Oireachtas Joint and Select Committees

Thursday, 8 December 2016

Joint Oireachtas Committee on Education and Skills

Higher Education Funding: Discussion (Resumed)

9:00 am

Photo of Ciarán CannonCiarán Cannon (Galway East, Fine Gael) | Oireachtas source

I thank all the witnesses for their enlightening contributions. They are a credit to their institutions and, indeed, to their families and communities which have supported them. I was fortunate to have visited the Irish consulate in Boston three years ago. There I met two recently graduated law students who were working as interns and enjoying the experience immensely. One of them had just graduated from UCD and the other from a public college in Boston. The student from UCD was debt free but the student from Boston had a debt of $120,000 attached to her education. That night, I reflected on the argument and debate we were bound to have in this country on how we fund third level education. I made the decision that neither of the two outcomes I encountered at the consulate were sustainable or acceptable. It was not acceptable that a young person would be burdened with $120,000 of debt but neither could another young person, with probably a better law qualification, walk out of a third level institution with no debt. Three years on, the Cassells report has arrived at a similar conclusion.

Ms Jane Hayes-Nally’s contribution was excellent. I am an advocate of the student’s voice in education. It has been suppressed for too long and we need to hear more from Ms Jane Hayes-Nally and people like her who have legitimate views in how we support them in educating themselves.

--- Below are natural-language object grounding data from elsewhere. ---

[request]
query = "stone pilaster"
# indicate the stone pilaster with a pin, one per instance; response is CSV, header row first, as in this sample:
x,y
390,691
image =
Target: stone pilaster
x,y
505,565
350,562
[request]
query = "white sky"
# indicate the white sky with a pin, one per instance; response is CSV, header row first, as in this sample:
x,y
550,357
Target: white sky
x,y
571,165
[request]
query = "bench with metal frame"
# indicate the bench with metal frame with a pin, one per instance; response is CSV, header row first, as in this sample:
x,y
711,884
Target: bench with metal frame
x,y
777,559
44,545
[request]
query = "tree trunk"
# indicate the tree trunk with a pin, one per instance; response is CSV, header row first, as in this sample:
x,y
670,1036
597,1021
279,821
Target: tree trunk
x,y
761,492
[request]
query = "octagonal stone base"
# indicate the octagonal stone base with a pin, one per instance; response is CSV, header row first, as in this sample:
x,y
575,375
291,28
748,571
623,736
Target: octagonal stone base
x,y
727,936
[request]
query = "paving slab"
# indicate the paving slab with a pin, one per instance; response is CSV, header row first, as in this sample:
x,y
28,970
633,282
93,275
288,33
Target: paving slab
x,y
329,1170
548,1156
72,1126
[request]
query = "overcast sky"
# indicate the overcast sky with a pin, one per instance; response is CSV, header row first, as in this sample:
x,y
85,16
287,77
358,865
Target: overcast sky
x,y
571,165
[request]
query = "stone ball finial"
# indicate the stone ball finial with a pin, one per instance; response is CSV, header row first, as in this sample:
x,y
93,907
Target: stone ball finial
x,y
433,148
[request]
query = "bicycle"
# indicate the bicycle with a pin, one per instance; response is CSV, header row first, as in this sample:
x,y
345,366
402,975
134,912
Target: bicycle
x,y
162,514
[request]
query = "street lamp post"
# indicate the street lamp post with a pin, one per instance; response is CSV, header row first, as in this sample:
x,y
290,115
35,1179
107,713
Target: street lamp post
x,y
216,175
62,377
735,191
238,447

I am primarily an idealist. Over my desk in Loughrea, I have a quote from Bill Moyers, a wonderful journalist in the US, "Ideas are great arrows, but there has to be a bow. And politics is the bow of idealism". After 13 years in politics, one has to temper one’s idealism somewhat as one gets older. There was a wonderful contrast between the witnesses’ perfectly idealistic view of how we should fund education, which I support, and that of Mrs. Justice Catherine McGuinness, who would claim she has an equally idealistic view. Life has taught us we have to be pragmatic about this as well. One of the main recommendations of the Cassells report is that there should be some kind of loan for third level education. Instead of having a blanket obstructionist view to this, young people’s time would be far better spent explaining how they feel a loan scheme should operate. They should point to what has gone wrong with such schemes in other countries and use that experience productively to ensure all contemplating going down the route of third level will not feel they do not have the option of pursuing it in Ireland. Ireland has one of the best education systems in the world. There is a whole cohort of families who are just above the income limit for the grant system but do not have the resources to put three young people through college. For me, that is the cohort I want to ensure does not contemplate not pursuing a third level course. Instead, I want us to create a system which supports them. We would all use our energies more productively if we were to go down that route.